David J. Bertiolia1a2 c1, Guillermo Seijoa3, Fabio O. Freitasa4, José F. M. Vallsa4, Soraya C. M. Leal-Bertiolia4 and Marcio C. Moretzsohna4

a1 University of Brasília, Institute of Biological Sciences, Campus Darcy Ribeiro, Brasília-DF, Brazil

a2 Catholic University of Brasília, Biotechnology and Genomic Sciences, Brasília-DF, Brazil

a3 Laboratorio de Citogenética y Evolución, Instituto de Botánica del Nordeste, Corrientes, Argentina

a4 Embrapa Genetic Resources and Biotechnology, PqEB Final W3 Norte, Brasília-DF, Brazil


The legume Arachis hypogaea, commonly known as peanut or groundnut, is a very important food crop throughout the tropics and sub-tropics. The genus is endemic to South America being mostly associated with the savannah-like Cerrado. All species in the genus are unusual among legumes in that they produce their fruit below the ground. This profoundly influences their biology and natural distributions. The species occur in diverse habitats including grasslands, open patches of forest and even in temporarily flooded areas. Based on a number of criteria, including morphology and sexual compatibilities, the 80 described species are arranged in nine infrageneric taxonomic sections. While most wild species are diploid, cultivated peanut is a tetraploid. It is of recent origin and has an AABB-type genome.
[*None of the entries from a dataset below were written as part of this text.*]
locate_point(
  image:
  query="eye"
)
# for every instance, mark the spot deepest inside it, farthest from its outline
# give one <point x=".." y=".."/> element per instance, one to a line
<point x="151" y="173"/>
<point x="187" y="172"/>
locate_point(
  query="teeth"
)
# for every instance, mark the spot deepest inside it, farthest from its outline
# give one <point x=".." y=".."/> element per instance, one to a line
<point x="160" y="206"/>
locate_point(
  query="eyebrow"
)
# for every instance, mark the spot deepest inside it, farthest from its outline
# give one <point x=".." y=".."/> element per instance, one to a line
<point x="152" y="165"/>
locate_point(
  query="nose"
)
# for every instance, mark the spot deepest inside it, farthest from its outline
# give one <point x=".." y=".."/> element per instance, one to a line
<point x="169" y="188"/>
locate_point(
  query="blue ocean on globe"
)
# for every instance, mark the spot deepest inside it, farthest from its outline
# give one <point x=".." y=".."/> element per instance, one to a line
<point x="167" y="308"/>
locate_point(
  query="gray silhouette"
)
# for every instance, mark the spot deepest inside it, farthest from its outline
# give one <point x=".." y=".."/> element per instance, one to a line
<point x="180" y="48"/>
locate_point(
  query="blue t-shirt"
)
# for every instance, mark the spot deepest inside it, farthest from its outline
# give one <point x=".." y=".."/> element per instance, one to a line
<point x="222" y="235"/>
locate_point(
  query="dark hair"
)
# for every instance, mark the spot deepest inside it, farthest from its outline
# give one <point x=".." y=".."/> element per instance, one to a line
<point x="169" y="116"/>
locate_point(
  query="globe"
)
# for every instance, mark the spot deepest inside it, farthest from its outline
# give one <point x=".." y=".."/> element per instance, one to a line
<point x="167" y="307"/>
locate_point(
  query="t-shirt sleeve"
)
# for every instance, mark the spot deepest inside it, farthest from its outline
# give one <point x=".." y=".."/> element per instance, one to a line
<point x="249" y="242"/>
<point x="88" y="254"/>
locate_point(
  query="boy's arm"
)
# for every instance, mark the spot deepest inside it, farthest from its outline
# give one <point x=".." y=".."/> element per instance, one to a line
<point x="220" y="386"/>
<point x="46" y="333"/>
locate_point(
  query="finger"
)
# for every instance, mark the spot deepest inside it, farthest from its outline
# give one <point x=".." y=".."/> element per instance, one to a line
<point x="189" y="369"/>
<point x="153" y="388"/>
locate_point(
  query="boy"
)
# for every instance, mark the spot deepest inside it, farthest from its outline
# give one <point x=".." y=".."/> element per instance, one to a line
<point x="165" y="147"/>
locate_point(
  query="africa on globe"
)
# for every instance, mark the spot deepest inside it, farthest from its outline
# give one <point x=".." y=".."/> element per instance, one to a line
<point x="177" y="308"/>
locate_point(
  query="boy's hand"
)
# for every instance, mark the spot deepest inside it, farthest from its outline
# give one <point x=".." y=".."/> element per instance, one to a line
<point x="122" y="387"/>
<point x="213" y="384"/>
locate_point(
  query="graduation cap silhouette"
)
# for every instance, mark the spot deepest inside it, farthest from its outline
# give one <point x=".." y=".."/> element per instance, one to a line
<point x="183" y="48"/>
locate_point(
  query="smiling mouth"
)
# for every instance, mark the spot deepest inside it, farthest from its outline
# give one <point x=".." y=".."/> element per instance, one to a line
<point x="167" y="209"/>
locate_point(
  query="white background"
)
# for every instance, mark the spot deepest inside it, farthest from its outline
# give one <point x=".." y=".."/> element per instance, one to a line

The most probable ancestral species are Arachis duranensis and Arachis ipaënsis, which contributed the A and B genome components, respectively. Although cultivated peanut is tetraploid, genetically it behaves as a diploid, the A and B chromosomes only rarely pairing during meiosis. Although morphologically variable, cultivated peanut has a very narrow genetic base. For some traits, such as disease and pest resistance, this has been a fundamental limitation to crop improvement using only cultivated germplasm. Transfer of some wild resistance genes to cultivated peanut has been achieved, for instance, the gene for resistance to root-knot nematode. However, a wider use of wild species in breeding has been hampered by ploidy and sexual incompatibility barriers, by linkage drag, and historically, by a lack of the tools needed to conveniently confirm hybrid identities and track introgressed chromosomal segments. In recent years, improved knowledge of species relationships has been gained by more detailed cytogenetic studies and molecular phylogenies. This knowledge, together with new tools for genetic and genomic analysis, will help in the more efficient use of peanut's genetic resources in crop improvement.